Tempos houve em que os sonhos de Maria Helena Braga passaram pela arquitetura e os seus brinquedos preferidos, enquanto criança, eram cadernos, lápis, barro e madeiras, ou até mesmo um pequeno fogão elétrico onde cozinhava, como nos conta, “bolos, sopas e ovos mexidos”. Até que um dia, aos 15 anos, o livro “Um pouco mais de azul”, de Hubert Reeves, começou a fazê-la desenhar o percurso que vem traçando até aos dias de hoje.

Uma jovem decidida e perspicaz, a atual docente e investigadora da Faculdade de Engenharia da U.Porto (FEUP) não se satisfez apenas com a leitura do livro e entrou em contacto com o autor colocando-lhe questões sobre Entropia. A resposta não tardou, e com ela veio um convite para uma conferência que Hubert Reeves ia dar na Universidade de Aveiro, num dia que acabou por marcar toda a carreira académica de Helena Braga: “Pensei que todos os físicos eram assim interessantes e generosos no seu saber e, influenciada por isso e porque me apaixonei pelo conceito de “Entropia Vs. Informação”, fui para o curso de Física”, conta. A opção, no entanto, acabou por dar lugar ao que verdadeiramente cativa a investigadora hoje em dia que é a Ciência e Engenharia dos Materiais.

Uma das coisas que mais gosta ao fazer parte da família da Universidade do Porto é, como refere, a “liberdade para investigar”. Apesar de identificar problemas dentro da instituição, como é o caso da falta de incentivos ou a morosidade de alguns processos, a docente e investigadora acredita que é importante valorizar-se a ciência criativa e o prazer do trabalho em conjunto, sendo da opinião que “parte da criatividade se perde quando cada investigador faz um pedaço do trabalho, mas não há ninguém que veja a paisagem toda. Quero poder fazer sempre o que me divirta.”, diz.

O trabalho que se encontra a desenvolver atualmente, relacionado com baterias, partes de baterias e condensadores é um exemplo disso mesmo onde criatividade e trabalho colaborativo se juntam. A investigação tem sido desenvolvida numa parceria da U.Porto com a U.T.Austin, no Texas (EUA), uma ligação que, para Helena Braga, tem sido um verdadeiro prazer por todos os motivos mas principalmente por poder colaborar de perto com o professor John B. Goodenough: “É um homem que transforma o mundo. Tem 94 anos e uma vitalidade e uma capacidade de visualizar fenómenos físico-químicos absolutamente impressionante, além de ter inúmeros objetivos e projetos”, refere.
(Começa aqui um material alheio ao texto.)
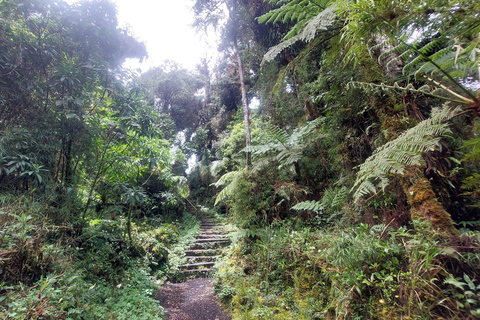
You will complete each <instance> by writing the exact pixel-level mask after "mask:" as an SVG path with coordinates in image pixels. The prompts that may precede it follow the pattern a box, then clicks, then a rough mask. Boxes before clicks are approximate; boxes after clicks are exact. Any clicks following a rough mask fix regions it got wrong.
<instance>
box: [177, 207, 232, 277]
mask: <svg viewBox="0 0 480 320" xmlns="http://www.w3.org/2000/svg"><path fill="white" fill-rule="evenodd" d="M197 219H198V220H200V222H201V226H200V233H199V234H198V236H197V238H196V240H195V242H194V243H193V244H192V245H191V246H190V248H189V249H188V250H186V251H185V256H186V257H187V263H186V264H184V265H181V266H179V271H178V272H177V274H176V278H177V279H185V278H204V277H208V276H210V274H211V273H212V271H214V270H215V269H214V265H215V261H216V258H217V257H218V256H220V255H221V254H222V251H223V249H224V248H225V247H227V246H229V245H230V243H231V241H230V239H229V238H228V231H227V230H226V228H225V225H224V224H223V223H221V222H220V221H218V219H216V218H215V216H214V215H208V214H205V213H201V214H199V215H197Z"/></svg>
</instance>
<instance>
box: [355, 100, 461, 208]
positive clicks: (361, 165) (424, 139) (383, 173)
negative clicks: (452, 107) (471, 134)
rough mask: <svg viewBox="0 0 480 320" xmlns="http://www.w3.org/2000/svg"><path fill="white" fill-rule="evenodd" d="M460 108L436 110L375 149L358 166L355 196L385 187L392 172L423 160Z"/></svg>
mask: <svg viewBox="0 0 480 320" xmlns="http://www.w3.org/2000/svg"><path fill="white" fill-rule="evenodd" d="M460 112H461V109H460V108H450V107H448V106H446V107H444V108H443V109H438V110H433V111H432V116H431V117H430V118H429V119H427V120H424V121H422V122H420V123H418V124H417V125H416V126H414V127H413V128H411V129H409V130H407V131H405V132H404V133H403V134H401V135H400V136H399V137H397V138H396V139H395V140H393V141H390V142H387V143H386V144H384V145H383V146H381V147H380V148H378V149H376V150H375V151H374V153H373V155H372V156H370V157H369V158H368V159H367V160H366V161H365V162H364V163H363V164H361V165H360V166H359V171H358V173H357V180H356V181H355V184H354V186H353V189H356V190H355V193H354V196H353V197H354V199H355V200H358V199H360V198H361V197H363V196H365V195H368V194H369V193H375V192H376V191H377V188H381V189H385V187H386V186H387V185H388V183H389V181H390V178H389V176H390V175H395V174H396V175H401V174H403V173H404V172H405V170H406V169H407V167H409V166H418V165H420V164H421V163H422V161H423V158H422V154H423V153H425V152H428V151H433V150H435V149H436V148H437V147H438V143H439V141H440V139H441V137H442V136H444V135H446V134H447V133H449V132H450V131H449V129H448V123H446V122H447V121H450V120H451V119H452V118H453V117H455V116H457V115H458V114H459V113H460Z"/></svg>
Explicada de forma simples, a solução inovadora em que as equipas estão a trabalhar consiste num meio sólido que permite aos iões moverem-se nesse sólido com a mesma rapidez que fariam num líquido. Entre outras vantagens, este eletrólito de vidro “torna as baterias seguras (não explodem), amigas do ambiente (não contém poluentes) e baratas”, explica a investigadora. Apesar de a invenção ter já motivado o interesse de duas grandes empresas mundiais (para licenciamento e posterior desenvolvimento) a investigadora, como não podia deixar de ser, sonha sempre mais alto: “Gostaria que as baterias que fazemos fossem usadas por muitas pessoas. Gostaria que permitissem a substituição de automóveis movidos a gasolina por automóveis elétricos.”, refere.
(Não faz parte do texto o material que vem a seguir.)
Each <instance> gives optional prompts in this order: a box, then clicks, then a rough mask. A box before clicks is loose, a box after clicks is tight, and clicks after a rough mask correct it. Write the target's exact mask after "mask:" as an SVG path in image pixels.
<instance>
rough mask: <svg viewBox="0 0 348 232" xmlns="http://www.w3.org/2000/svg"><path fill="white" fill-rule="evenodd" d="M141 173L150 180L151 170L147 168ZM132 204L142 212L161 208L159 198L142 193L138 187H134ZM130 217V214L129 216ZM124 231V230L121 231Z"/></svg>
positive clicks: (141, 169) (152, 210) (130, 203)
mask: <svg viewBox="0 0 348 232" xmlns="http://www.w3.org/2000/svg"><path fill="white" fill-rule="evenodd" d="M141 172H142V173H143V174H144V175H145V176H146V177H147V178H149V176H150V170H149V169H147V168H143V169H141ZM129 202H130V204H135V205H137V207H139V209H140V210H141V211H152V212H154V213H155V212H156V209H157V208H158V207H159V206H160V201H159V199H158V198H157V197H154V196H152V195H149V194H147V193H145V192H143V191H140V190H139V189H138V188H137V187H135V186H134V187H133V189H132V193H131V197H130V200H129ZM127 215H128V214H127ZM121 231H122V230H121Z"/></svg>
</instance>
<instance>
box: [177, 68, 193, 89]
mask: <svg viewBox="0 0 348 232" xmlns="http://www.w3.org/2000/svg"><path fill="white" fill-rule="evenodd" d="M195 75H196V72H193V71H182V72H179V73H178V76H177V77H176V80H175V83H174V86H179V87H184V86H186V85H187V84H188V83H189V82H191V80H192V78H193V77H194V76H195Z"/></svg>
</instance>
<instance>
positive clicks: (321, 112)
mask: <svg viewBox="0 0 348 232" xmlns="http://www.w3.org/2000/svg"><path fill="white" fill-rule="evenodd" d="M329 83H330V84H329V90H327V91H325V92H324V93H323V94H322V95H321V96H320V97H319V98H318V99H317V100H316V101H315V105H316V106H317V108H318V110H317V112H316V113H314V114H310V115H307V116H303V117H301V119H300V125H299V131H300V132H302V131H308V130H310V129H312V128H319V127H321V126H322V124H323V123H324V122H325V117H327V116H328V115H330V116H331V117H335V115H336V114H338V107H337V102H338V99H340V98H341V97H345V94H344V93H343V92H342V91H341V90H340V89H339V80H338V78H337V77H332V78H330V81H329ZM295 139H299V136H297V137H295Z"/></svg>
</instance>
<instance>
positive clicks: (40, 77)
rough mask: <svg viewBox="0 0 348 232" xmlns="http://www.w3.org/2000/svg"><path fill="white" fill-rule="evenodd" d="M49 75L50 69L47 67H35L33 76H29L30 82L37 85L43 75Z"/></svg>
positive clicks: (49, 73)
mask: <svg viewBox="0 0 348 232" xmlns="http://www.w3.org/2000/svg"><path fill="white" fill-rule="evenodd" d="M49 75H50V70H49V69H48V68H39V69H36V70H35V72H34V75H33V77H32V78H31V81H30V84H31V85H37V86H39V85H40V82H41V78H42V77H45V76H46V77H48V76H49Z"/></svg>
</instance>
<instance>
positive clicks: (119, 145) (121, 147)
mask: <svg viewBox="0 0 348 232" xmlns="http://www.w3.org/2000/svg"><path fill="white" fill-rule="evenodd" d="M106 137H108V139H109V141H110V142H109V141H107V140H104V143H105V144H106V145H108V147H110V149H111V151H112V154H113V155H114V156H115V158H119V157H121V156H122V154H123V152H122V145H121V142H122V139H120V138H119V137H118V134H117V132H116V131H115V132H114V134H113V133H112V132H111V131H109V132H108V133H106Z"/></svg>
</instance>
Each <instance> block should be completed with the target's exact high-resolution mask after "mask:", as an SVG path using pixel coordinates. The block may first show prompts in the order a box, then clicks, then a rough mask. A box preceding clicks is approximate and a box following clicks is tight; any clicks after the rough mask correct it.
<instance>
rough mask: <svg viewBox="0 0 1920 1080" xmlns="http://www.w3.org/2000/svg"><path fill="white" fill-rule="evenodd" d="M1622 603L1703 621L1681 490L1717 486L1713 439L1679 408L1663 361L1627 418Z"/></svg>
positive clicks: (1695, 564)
Enquanto isso não acontece, Helena Braga continua a caminhar como está escrito numa das suas citações favoritas: “Caminhante não há caminho, se faz caminho ao andar” (António Machado, poeta espanhol do séc. XX). Quer poder fazer sempre o que lhe dê prazer e a divirta. Quer por as mãos na massa, ir para o terreno, aplicar o conhecimento ao longo dos anos de forma criativa. É também por isso que, falando outra vez do trabalho com o professor Goodenough, refere que está muitas vezes só a “saborear esta fabulosa oportunidade de aprender”. Esta e todas as outras que lhe surjam. Sempre: “Acho que ainda vamos poder inventar muito e trazer boa investigação para a U.Porto de uma maneira ou de outra, com colegas que muito prezo e num ambiente em que me sinto desprendida”, conclui.